The guidance further instructs agencies that because President Trump has revoked all prior executive orders addressing environmental justice (EJ), “NEPA documents should not include an environmental justice analysis, to the extent that this approach is consistent with other applicable law.” Currently no agencies have adopted EJ provisions as part of their promulgated NEPA regulations, although many have such provisions in guidance documents, manuals, and standard practices. These are unlikely to constitute “other applicable law.”

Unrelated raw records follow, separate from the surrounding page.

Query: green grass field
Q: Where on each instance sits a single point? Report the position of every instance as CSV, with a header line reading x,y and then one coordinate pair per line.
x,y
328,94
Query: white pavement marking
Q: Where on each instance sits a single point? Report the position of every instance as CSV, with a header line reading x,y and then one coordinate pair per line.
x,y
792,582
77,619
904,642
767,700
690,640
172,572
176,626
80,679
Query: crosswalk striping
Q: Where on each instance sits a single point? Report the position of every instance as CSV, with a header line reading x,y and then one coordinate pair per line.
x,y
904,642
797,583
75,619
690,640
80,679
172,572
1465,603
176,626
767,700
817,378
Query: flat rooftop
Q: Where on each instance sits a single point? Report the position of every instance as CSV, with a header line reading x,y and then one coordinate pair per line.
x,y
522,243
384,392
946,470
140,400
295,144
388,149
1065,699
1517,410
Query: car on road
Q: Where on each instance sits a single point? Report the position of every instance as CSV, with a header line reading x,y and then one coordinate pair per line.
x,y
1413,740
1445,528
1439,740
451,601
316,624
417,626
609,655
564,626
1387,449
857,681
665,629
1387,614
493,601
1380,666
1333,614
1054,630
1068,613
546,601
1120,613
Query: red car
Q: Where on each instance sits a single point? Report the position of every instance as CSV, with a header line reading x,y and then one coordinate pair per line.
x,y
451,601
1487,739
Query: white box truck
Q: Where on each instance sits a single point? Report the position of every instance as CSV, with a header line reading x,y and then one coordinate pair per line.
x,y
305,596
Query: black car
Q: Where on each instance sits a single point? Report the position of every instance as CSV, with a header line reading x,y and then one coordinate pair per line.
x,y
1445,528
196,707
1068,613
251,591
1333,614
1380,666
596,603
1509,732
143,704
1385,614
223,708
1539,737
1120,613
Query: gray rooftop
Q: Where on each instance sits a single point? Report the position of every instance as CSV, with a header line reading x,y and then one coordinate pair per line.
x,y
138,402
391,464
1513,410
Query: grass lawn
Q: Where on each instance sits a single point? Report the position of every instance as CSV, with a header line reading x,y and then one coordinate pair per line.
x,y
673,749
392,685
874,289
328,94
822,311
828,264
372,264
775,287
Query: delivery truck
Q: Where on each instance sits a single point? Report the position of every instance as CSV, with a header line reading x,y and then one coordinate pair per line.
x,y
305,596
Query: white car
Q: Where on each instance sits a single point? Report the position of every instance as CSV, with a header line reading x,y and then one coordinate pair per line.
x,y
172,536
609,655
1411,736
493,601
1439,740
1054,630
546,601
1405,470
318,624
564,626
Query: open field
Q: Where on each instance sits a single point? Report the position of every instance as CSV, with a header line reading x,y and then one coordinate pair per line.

However, in order to define the affected environment and evaluate alternatives, as still required by the statute, agencies will undoubtedly find it necessary to identify differential impacts, historical baseline exposures, and affected communities. Even if the Clinton Administration’s 1994 Executive Order requiring agencies to evaluate “disproportionate and highly adverse impacts” on “minority populations” and “low-income populations” has been revoked, failure to examine these impacts (however described) is likely to risk a judicial finding that the agency has not complied with its statutory duty to take a hard look at “reasonably foreseeable environmental effects.” Courts have applied the arbitrary and capricious standard to review agencies’ treatment of environmental justice impacts, even though even the prior executive order by its terms did not create any rights or obligations.

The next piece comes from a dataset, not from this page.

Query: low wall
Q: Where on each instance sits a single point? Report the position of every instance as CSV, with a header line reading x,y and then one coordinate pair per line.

Prudent agency advisors and outside practitioners would be best guided, I think, by fairly close reliance on a half-century of NEPA practice and adherence to judicial precedent when counseling clients. Absent governmentwide regulations, and with possible future guidance likely lacking the judicial interpretive deference formerly enjoyed by the longstanding CEQ regulations, confusing times lie ahead.
Federal agencies will have 12 months to revise their NEPA procedures. CEQ advises that it will meet monthly during the interim with agency NEPA officials and with an interagency “working group” required by the Executive Order, to “share additional guidance” and “assistance to agencies.” Whether the public and NEPA practitioners will have any input into such guidance is unknown.